Methods We developed the eClinical Care Pathway Framework (eCCPF) consisting of a nine-step iterative process, Step 1: determines aims of the online clinical care pathway; Step 2: defines the functional units of the pathway; Step 3: drafts the online clinical consultation; Step 4: expert review; Step 5: comprehension testing; Step 6: user-centred interface testing; Step 7: specification development; Step 8: usability testing and further comprehension testing; Step 9: pilots the pathway. We then applied the framework to create the Chlamydia Online Clinical Care Pathway (Chlamydia-OCCP).

Results Using the eCCPF enabled us to elucidate the different sequence of functional units of care, as in contrast to traditional medicine, the Chlamydia-OCCP starts with provision of test results (diagnosis). Users then obtain infection-related information, before completing an online automated clinical consultation (medical and sexual history, partner notification), before collection of antibiotics from a community pharmacy. This enables a more focussed approach to assessment of safety of antibiotic prescribing than lengthier traditional medication history questions.

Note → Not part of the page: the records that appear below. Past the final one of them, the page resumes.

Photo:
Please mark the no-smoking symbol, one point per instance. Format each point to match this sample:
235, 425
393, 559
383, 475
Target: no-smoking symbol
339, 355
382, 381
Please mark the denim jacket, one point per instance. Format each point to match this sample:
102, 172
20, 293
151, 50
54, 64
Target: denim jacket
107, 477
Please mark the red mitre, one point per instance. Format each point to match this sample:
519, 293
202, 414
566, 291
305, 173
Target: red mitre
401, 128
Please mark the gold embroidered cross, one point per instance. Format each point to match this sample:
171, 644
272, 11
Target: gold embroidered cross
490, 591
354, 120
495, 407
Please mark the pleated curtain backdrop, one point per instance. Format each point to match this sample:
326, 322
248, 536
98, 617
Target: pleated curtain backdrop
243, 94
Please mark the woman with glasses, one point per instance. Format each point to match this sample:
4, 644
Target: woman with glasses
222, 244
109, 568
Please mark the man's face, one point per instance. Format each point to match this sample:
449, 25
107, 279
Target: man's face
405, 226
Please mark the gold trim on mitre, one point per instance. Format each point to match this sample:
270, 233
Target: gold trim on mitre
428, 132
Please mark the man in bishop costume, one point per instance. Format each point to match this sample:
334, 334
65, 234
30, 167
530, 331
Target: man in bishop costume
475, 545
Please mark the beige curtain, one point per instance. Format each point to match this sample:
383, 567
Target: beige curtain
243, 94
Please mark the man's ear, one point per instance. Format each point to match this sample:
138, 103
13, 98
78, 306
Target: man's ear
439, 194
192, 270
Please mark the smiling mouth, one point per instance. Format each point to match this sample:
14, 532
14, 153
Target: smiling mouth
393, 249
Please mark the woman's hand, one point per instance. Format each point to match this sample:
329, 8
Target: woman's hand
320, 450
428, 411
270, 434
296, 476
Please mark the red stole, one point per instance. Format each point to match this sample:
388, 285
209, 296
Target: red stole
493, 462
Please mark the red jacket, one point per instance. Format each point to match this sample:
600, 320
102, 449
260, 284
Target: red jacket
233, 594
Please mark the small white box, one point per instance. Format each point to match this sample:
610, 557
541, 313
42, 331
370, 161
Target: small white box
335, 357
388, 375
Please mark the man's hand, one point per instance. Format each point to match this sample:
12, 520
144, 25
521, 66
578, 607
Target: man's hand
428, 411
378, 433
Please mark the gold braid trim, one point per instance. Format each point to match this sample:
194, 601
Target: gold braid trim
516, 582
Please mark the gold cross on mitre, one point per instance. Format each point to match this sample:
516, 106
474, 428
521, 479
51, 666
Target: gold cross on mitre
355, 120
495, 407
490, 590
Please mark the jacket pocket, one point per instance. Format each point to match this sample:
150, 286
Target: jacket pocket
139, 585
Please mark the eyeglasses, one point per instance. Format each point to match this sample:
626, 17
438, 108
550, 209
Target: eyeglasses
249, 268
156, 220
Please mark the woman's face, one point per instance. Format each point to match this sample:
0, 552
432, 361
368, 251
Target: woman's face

Conclusion By following each step of the eCCPF, the resulting Chlamydia-OCCP has a different sequence to traditional care pathways and is adapted to the needs of remote testing and online care. It provides the clinical services and surveillance functions required to meet UK national standards. This standardised method of collecting data on demography and sexual behaviour, with easily extractable data and potential for interoperability with surveillance systems, could be a powerful tool for public health and clinical management.

Disclosure of interest statement Nothing to declare.